Nel Fedro Socrate introduce l’importante distinzione fra dialettica e retorica. Quest’ultima era appannaggio dei sofisti e degli oratori che pullulavano ad Atene nel periodo in cui fu scritto il dialogo (370-360 a.C.), primo fra tutti quel Lisia di cui il protagonista del dialogo riassume a Socrate le idee espresse in un entusiasmante discorso. Socrate dimostra al suo giovane allievo che una cosa è la ricerca della persuasione, un’altra quella della verità: compiacere e soggiogare gli animi, avere l’adesione della maggioranza delle persone, non è garanzia di un corretto procedimento nel ragionamento. Anche se per Platone, al contrario di Hegel, la dialettica è un metodo del pensiero e non della realtà, anche per lui essa procede per successive unificazioni e separazioni, per tesi che si confrontano con le antitesi, con un’attenzione costante alla complessità del reale. Essa aborre le semplificazioni ammantate di parole efficaci dei demagoghi, i quali, forti ieri come oggi, sono nichilisti assoluti. Non che si debba fare a meno delle arti retoriche, ma esse devono essere subordinate alla dialettica: devono essere nulla più che uno strumento utile per la trasmissione del vero.

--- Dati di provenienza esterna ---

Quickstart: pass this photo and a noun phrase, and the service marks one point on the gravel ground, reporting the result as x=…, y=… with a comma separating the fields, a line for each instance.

In questo caso la risposta platonica, riformulata alla luce delle acquisizioni più recenti della filosofia, ha un’indubbia potenza. Circola infatti nella nostra cultura, anche e soprattutto in quella liberale, un malinteso elogio del relativismo. Tuttavia, se viene meno il criterio che ci fa distinguere il vero dal falso (così come il bene dal male o il bello dal brutto), checché se ne argomenti, la conclusione non può che essere il nulla. Da questa situazione si esce riaffermando che la verità esiste, sebbene non ferma e stabile nel mondo dell’iperuranio, come voleva Platone, bensì come attinente alle specifiche situazioni storiche. Al platonismo, detto altrimenti, fa difetto la storicità.

Molto interesse ha poi suscitato nel nostro secolo anche la critica platonica della scrittura, Essa, così come è posta nel Fedro, va vista soprattutto in funzione dell’affermazione di un rapporto interiore e non estrinseco con la verità. Se non sappiamo in che mani mai capiterà e da chi sarà letto uno scritto, il dialogo presuppone al contrario un rapporto paritetico con l’interlocutore, insieme al quale, con procedere dia-logico o dialettico, si è impegnati nella ricerca del vero. Il dialogo permette, come dice Platone in modo molto efficace, che i discorsi fatti siano «scritti nell’anima».